LGJul 7, 2021

Bandits with Stochastic Experts: Constant Regret, Empirical Experts and Episodes

arXiv:2107.03263v3
AI Analysis

This work addresses efficient decision-making in bandit problems with expert advice, offering theoretical guarantees for both static and dynamic environments, though it is incremental in building on existing bandit and expert frameworks.

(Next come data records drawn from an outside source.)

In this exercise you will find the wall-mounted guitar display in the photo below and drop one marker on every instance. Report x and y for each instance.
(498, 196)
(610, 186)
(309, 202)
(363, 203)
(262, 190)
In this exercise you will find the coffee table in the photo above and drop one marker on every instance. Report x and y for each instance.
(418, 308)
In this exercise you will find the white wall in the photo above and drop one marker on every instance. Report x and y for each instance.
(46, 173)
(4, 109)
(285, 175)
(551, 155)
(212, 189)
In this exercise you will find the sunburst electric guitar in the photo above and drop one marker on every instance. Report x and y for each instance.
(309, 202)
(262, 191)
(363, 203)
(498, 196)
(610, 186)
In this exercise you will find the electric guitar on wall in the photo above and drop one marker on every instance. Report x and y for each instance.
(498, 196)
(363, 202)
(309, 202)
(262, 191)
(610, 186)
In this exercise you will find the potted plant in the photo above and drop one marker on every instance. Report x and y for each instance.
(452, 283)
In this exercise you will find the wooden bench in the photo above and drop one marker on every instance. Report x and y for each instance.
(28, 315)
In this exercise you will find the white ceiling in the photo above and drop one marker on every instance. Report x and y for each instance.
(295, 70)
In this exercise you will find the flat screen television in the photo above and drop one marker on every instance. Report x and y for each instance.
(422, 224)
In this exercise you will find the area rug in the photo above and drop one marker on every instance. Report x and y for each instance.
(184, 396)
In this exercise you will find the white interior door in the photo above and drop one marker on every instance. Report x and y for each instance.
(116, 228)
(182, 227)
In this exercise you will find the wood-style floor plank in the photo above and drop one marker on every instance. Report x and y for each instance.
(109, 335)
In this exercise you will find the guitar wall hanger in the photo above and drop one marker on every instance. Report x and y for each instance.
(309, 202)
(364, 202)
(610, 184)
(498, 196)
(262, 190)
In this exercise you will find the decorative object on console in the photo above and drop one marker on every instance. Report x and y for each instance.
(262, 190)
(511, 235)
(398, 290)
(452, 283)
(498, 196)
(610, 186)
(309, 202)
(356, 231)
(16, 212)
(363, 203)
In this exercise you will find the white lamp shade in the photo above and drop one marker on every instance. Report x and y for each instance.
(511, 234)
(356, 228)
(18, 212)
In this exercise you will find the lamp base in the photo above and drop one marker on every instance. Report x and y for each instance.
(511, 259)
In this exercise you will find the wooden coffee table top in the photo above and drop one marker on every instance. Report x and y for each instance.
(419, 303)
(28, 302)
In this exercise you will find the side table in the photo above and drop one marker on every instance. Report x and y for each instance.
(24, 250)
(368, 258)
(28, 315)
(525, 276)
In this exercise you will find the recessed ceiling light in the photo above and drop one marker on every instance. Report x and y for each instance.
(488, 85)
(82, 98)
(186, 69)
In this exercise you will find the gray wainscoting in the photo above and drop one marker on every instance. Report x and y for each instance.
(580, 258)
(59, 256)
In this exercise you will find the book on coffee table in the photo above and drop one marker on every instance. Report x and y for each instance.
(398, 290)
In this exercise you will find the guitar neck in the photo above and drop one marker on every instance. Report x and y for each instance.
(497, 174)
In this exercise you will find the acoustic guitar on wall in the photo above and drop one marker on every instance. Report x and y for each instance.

The paper tackles the contextual bandit problem with stochastic expert policies, proposing algorithms that achieve constant regret bounds independent of the time horizon and scale linearly with the number of experts, and extend to episodic settings with regret scaling as O(E(N+1) + N√E/T²).

We study a variant of the contextual bandit problem where an agent can intervene through a set of stochastic expert policies. Given a fixed context, each expert samples actions from a fixed conditional distribution. The agent seeks to remain competitive with the 'best' among the given set of experts. We propose the Divergence-based Upper Confidence Bound (D-UCB) algorithm that uses importance sampling to share information across experts and provide horizon-independent constant regret bounds that only scale linearly in the number of experts. We also provide the Empirical D-UCB (ED-UCB) algorithm that can function with only approximate knowledge of expert distributions. Further, we investigate the episodic setting where the agent interacts with an environment that changes over episodes. Each episode can have different context and reward distributions resulting in the best expert changing across episodes. We show that by bootstrapping from $\mathcal{O}\left(N\log\left(NT^2\sqrt{E}\right)\right)$ samples, ED-UCB guarantees a regret that scales as $\mathcal{O}\left(E(N+1) + \frac{N\sqrt{E}}{T^2}\right)$ for $N$ experts over $E$ episodes, each of length $T$. We finally empirically validate our findings through simulations.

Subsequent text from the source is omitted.